Italia, vola l’esportazione di birra. Ma ne beviamo poca: solo 29 litri a testa

Pubblicato il 6 agosto 2012 14:55 | Ultimo aggiornamento: 6 agosto 2012 14:56

birra

ROMA – In tempi di crisi ci si “consola” con la birra. Le esportazioni da record, infatti,  trainano la produzione nazionale di birra che cresce del 4,7% nel 2011 (fino a 13,4 milioni di ettolitri), secondo il rapporto annuale di Assobirra. Le vendite all’estero aumentano infatti dell’11,6% (oltre 2 milioni di ettolitri), mentre sono piu’ lenti i consumi interni (+1,4%). I primi sei mesi del 2012 mostrano, invece, una ”sostanziale tenuta del settore” con un +1% sul 2011 che ”fa ben sperare” secondo l’associazione.

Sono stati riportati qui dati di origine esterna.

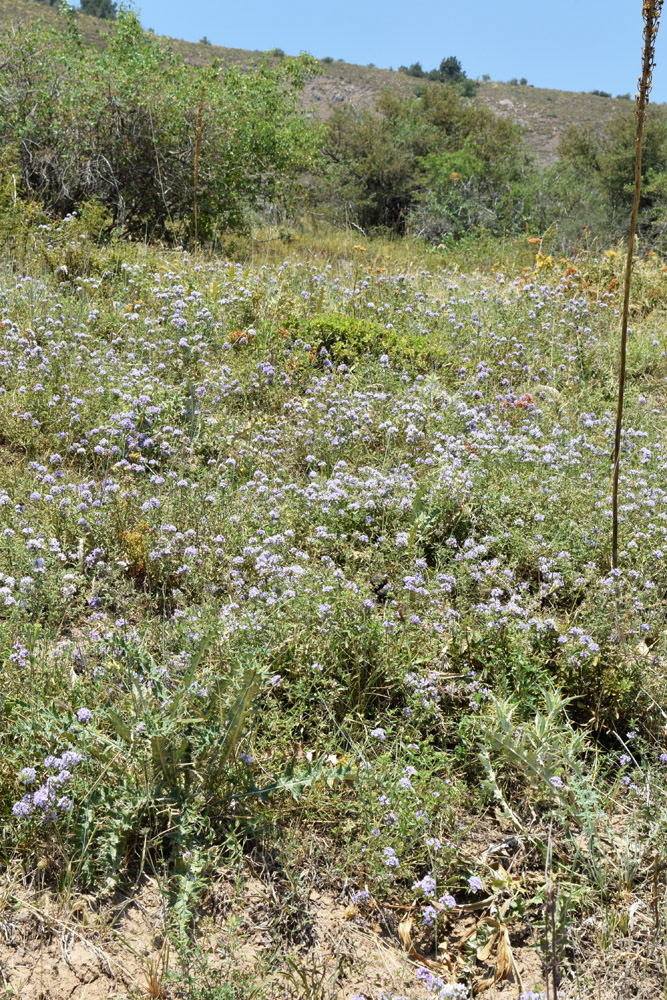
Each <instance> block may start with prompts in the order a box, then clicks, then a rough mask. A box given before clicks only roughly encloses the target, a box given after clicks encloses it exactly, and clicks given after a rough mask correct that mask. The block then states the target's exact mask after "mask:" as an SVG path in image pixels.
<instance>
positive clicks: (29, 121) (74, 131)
mask: <svg viewBox="0 0 667 1000" xmlns="http://www.w3.org/2000/svg"><path fill="white" fill-rule="evenodd" d="M0 53H1V55H0V58H1V59H2V61H3V63H4V69H3V77H4V80H3V83H4V86H3V89H2V92H1V93H0V136H1V137H2V140H3V143H4V144H6V145H10V146H12V147H13V148H15V149H16V150H18V151H19V152H18V160H19V167H20V178H21V182H22V186H23V188H24V189H25V191H26V193H27V194H28V195H29V196H31V197H33V198H35V199H37V200H38V201H39V202H40V203H41V204H42V205H44V206H45V207H46V208H47V209H50V210H52V211H54V212H56V213H58V214H61V215H64V214H66V213H68V212H71V211H73V210H74V209H75V208H76V207H77V206H78V205H79V204H80V203H81V202H84V201H90V200H96V201H98V202H99V203H100V204H101V205H103V206H104V207H105V208H107V209H108V210H109V212H110V213H111V220H112V223H111V224H112V225H114V226H117V227H120V228H122V229H123V230H125V231H126V232H127V233H131V234H136V235H137V236H141V237H142V238H144V237H145V236H146V235H148V236H151V235H154V236H160V237H162V238H168V239H175V240H183V239H185V238H187V234H188V231H189V229H190V227H191V217H192V210H193V198H194V159H195V147H196V145H197V118H198V114H197V112H198V106H199V102H200V99H201V97H202V92H204V100H203V104H202V109H203V114H202V125H201V151H200V157H199V164H198V166H199V179H198V192H197V193H198V231H199V234H200V235H201V236H202V237H206V236H210V235H211V234H212V233H213V231H214V229H215V228H216V227H217V228H218V229H221V230H224V229H230V228H231V229H239V228H243V226H244V224H245V220H246V218H247V213H248V211H249V210H250V209H252V208H256V207H259V206H267V205H272V204H280V205H285V204H287V203H288V202H289V200H290V197H291V192H292V182H293V180H294V177H295V175H296V174H297V173H298V171H299V170H300V169H301V168H303V167H305V166H308V165H312V162H313V158H314V155H315V142H316V130H315V129H314V128H313V127H311V126H309V125H308V124H307V122H306V120H305V118H304V116H303V114H302V112H301V111H300V109H299V106H298V97H297V94H298V91H299V89H300V88H301V86H302V85H303V82H304V80H305V77H306V74H307V73H308V72H309V71H310V70H311V68H312V66H313V60H310V59H309V58H308V57H302V58H299V59H296V60H285V61H284V62H283V63H282V64H281V65H280V66H279V67H276V68H272V67H270V66H269V65H268V63H263V64H262V65H261V66H260V67H259V68H258V69H256V70H253V71H247V72H241V71H239V70H238V69H234V68H227V69H225V70H224V71H223V70H220V69H219V68H218V67H215V66H213V67H208V68H205V69H200V68H196V67H190V66H186V65H185V63H183V61H182V60H179V59H178V58H177V57H176V56H175V55H174V54H173V52H172V51H171V50H170V49H169V48H167V47H165V46H163V45H161V44H160V43H159V42H158V41H157V40H156V39H154V38H152V37H151V36H150V35H148V34H146V33H145V32H143V31H142V29H141V27H140V24H139V21H138V20H137V18H136V16H135V15H134V14H132V13H130V12H127V11H123V12H122V13H121V15H120V16H119V19H118V22H117V24H116V25H115V27H114V31H113V34H112V35H111V38H110V41H109V44H108V45H107V46H106V48H105V49H104V50H103V51H101V52H99V51H97V50H95V49H92V48H86V47H84V46H83V45H82V44H81V40H80V38H79V35H78V33H77V30H76V26H75V25H74V22H73V21H71V19H66V20H65V22H64V24H63V23H61V24H58V25H57V26H56V27H48V26H46V25H44V24H42V23H37V24H33V25H29V26H23V27H19V28H16V29H12V30H11V31H10V30H5V31H4V32H3V33H2V36H1V37H0Z"/></svg>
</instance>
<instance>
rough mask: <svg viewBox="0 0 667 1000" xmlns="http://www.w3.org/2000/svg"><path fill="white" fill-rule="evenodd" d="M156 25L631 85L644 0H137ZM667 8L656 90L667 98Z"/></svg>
mask: <svg viewBox="0 0 667 1000" xmlns="http://www.w3.org/2000/svg"><path fill="white" fill-rule="evenodd" d="M137 8H138V10H139V13H140V16H141V21H142V24H143V25H144V27H147V28H152V29H153V30H154V31H156V32H157V33H158V34H164V35H171V36H172V37H174V38H185V39H187V40H189V41H194V42H196V41H199V39H200V38H201V37H202V36H203V35H206V36H207V37H208V38H210V40H211V41H212V42H215V43H216V44H217V45H228V46H232V47H238V48H244V49H270V48H274V47H279V48H282V49H284V50H285V52H287V53H289V54H290V55H296V54H297V53H299V52H303V51H307V52H311V53H312V54H313V55H314V56H317V57H318V58H323V57H324V56H333V57H334V58H342V59H345V60H346V61H347V62H354V63H361V64H366V63H369V62H373V63H375V64H376V65H377V66H384V67H388V66H393V67H394V69H395V68H396V67H398V66H399V65H401V64H404V65H409V64H410V63H412V62H416V61H417V60H419V61H420V62H421V63H422V65H423V66H424V68H425V69H430V68H431V67H433V66H436V65H438V64H439V62H440V60H441V59H442V58H443V56H449V55H455V56H457V58H458V59H460V60H461V63H462V65H463V68H464V69H465V71H466V72H467V74H468V76H472V77H474V76H481V75H482V74H483V73H488V74H489V75H490V76H491V78H492V79H493V80H509V79H511V78H512V77H519V78H520V77H522V76H525V77H526V78H527V79H528V82H529V83H533V84H534V85H535V86H536V87H554V88H557V89H559V90H584V91H587V90H593V89H599V90H606V91H610V92H611V93H612V94H614V95H616V94H620V93H627V92H628V91H629V92H630V93H631V94H634V92H635V89H636V86H637V77H638V75H639V70H640V66H641V30H642V18H641V10H642V2H641V0H556V2H554V0H542V2H539V0H531V2H528V0H476V2H473V0H458V2H453V0H413V2H410V0H407V2H406V0H402V2H400V3H399V2H398V0H385V2H378V0H364V2H363V3H360V2H359V0H335V2H334V0H328V2H325V3H323V2H321V0H319V2H318V0H309V2H306V0H283V2H282V3H277V2H275V0H254V2H252V0H251V2H248V0H246V2H245V3H239V2H235V3H219V2H214V0H189V2H187V3H184V2H183V0H143V2H142V0H138V2H137ZM666 36H667V12H666V13H665V24H663V25H662V28H661V36H660V35H659V37H658V46H657V67H656V71H655V74H654V81H653V94H652V96H653V99H654V100H656V101H667V37H666Z"/></svg>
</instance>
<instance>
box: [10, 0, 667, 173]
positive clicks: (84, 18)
mask: <svg viewBox="0 0 667 1000" xmlns="http://www.w3.org/2000/svg"><path fill="white" fill-rule="evenodd" d="M40 16H41V17H44V18H45V19H46V20H54V19H56V18H57V17H58V13H57V11H56V10H55V9H53V8H50V7H46V6H44V5H42V4H39V3H35V2H33V0H0V19H1V21H2V23H3V24H7V23H12V22H17V21H28V20H32V19H35V18H37V17H40ZM77 23H78V24H79V27H80V30H81V33H82V35H83V37H84V39H85V41H86V43H87V44H90V45H103V44H104V38H105V36H106V34H107V33H108V31H109V23H108V22H105V21H101V20H99V19H98V18H95V17H88V16H86V15H84V14H77ZM163 41H167V42H169V44H171V45H172V46H173V48H174V50H175V51H176V52H178V53H179V54H180V55H181V56H182V57H183V58H184V59H185V61H186V62H189V63H192V64H193V65H205V64H207V63H210V62H212V60H213V59H219V60H220V61H221V62H222V63H234V64H237V65H238V64H245V65H252V64H256V63H257V62H259V60H260V59H261V58H262V57H263V56H264V55H265V53H263V52H258V51H249V50H246V49H233V48H225V47H223V46H220V45H208V44H202V43H201V42H185V41H181V40H178V39H171V38H164V39H163ZM322 69H323V71H324V72H323V75H322V76H320V77H318V78H317V79H315V80H312V81H310V83H309V84H308V85H307V87H306V89H305V91H304V95H303V100H304V104H305V105H306V106H307V107H308V108H310V109H312V111H313V114H314V115H316V116H317V117H318V118H324V117H326V116H327V115H328V114H330V113H331V111H332V110H334V109H335V108H337V107H340V106H341V104H351V105H354V106H356V107H367V108H368V107H374V105H375V102H376V100H377V98H378V95H379V94H380V93H381V92H382V91H383V90H385V89H387V88H390V89H392V90H395V91H397V92H398V93H400V94H403V95H408V94H412V93H414V92H415V91H416V90H417V88H418V87H419V84H420V81H419V80H416V79H415V78H413V77H409V76H406V75H405V74H404V73H398V72H396V71H394V70H388V69H377V68H376V67H374V66H357V65H354V64H351V63H346V62H343V61H338V60H336V61H332V62H323V63H322ZM475 100H476V101H478V102H479V103H480V104H484V105H485V106H486V107H488V108H490V109H491V110H492V111H494V112H495V113H496V114H499V115H502V116H505V117H509V118H513V119H514V120H515V121H516V122H517V123H518V124H519V125H521V126H522V127H523V128H524V129H525V142H526V146H527V148H528V149H529V150H530V152H531V153H532V154H533V155H534V157H535V159H536V161H537V162H538V163H539V164H541V165H543V166H548V165H549V164H551V163H553V162H554V161H555V160H556V158H557V155H558V154H557V148H558V142H559V139H560V138H561V136H562V135H564V134H565V132H566V131H567V129H568V128H569V126H570V125H578V126H580V127H583V128H586V129H588V130H593V131H599V130H600V129H602V128H603V127H604V125H605V124H606V123H607V122H608V121H610V120H611V119H612V118H614V117H615V116H616V115H618V114H621V113H623V112H628V111H629V110H631V108H632V107H633V104H632V103H631V102H630V101H628V100H627V99H626V100H624V99H622V98H610V97H597V96H595V95H593V94H584V93H576V92H572V91H565V90H545V89H542V88H539V87H530V86H520V85H513V84H508V83H492V82H489V83H482V84H480V88H479V92H478V94H477V97H476V98H475ZM660 107H661V108H663V109H665V108H667V106H666V105H660Z"/></svg>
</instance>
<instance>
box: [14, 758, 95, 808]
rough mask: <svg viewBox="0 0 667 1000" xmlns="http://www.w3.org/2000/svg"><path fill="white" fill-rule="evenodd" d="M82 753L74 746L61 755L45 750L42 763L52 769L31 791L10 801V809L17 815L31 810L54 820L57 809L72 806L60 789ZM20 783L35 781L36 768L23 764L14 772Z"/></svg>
mask: <svg viewBox="0 0 667 1000" xmlns="http://www.w3.org/2000/svg"><path fill="white" fill-rule="evenodd" d="M82 760H83V757H82V755H81V754H80V753H78V752H77V751H76V750H66V751H65V752H64V753H63V754H62V756H61V757H55V756H54V755H53V754H49V756H48V757H46V758H45V760H44V767H45V768H46V770H47V771H51V772H53V773H51V774H49V775H47V777H46V780H45V781H44V782H43V784H41V785H40V787H39V788H38V789H37V790H36V791H34V792H26V794H25V795H24V796H23V798H21V799H19V801H18V802H15V803H14V806H13V808H12V812H13V814H14V816H16V817H17V818H18V819H24V818H26V817H28V816H31V815H33V813H38V814H39V815H41V817H42V819H43V820H44V821H46V820H55V819H56V818H57V817H58V814H59V813H67V812H69V811H70V809H71V808H72V800H71V798H70V797H69V796H68V795H64V794H63V789H64V788H66V787H67V785H68V784H69V783H70V781H71V780H72V771H73V769H74V768H76V767H77V766H78V765H79V764H80V763H81V761H82ZM18 779H19V781H21V782H22V783H23V784H24V785H33V784H34V783H35V782H36V781H37V769H36V768H34V767H24V768H23V769H22V770H21V771H20V772H19V775H18Z"/></svg>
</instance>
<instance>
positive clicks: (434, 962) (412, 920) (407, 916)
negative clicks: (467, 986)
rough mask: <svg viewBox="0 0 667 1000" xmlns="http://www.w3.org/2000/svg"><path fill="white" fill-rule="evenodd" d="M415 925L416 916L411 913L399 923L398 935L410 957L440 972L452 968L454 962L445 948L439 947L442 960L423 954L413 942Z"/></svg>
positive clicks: (406, 951) (440, 955)
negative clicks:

La birra, con oltre 144.000 occupati nel comparto e oltre 4 miliardi di euro di entrate per lo Stato, e’ ”ormai un patrimonio economico, sociale e culturale del Paese” che va tutelato, commenta il presidente di Assobirra, Alberto Frausin. Una ricerca Ispo-AssoBirra rileva che la birra e’ ”la bevanda alcolica preferita dagli under 54” con 36 milioni di consumatori (il 71% degli italiani maggiorenni), di cui 16 milioni sono donne.

L’Italia è comunque all’ultimo posto in Europa per consumo procapite con 29 litri a testa, molto lontani dalla media comunitaria di 72,4 litri e anche dal picco nazionale di 31,1 litri del 2007.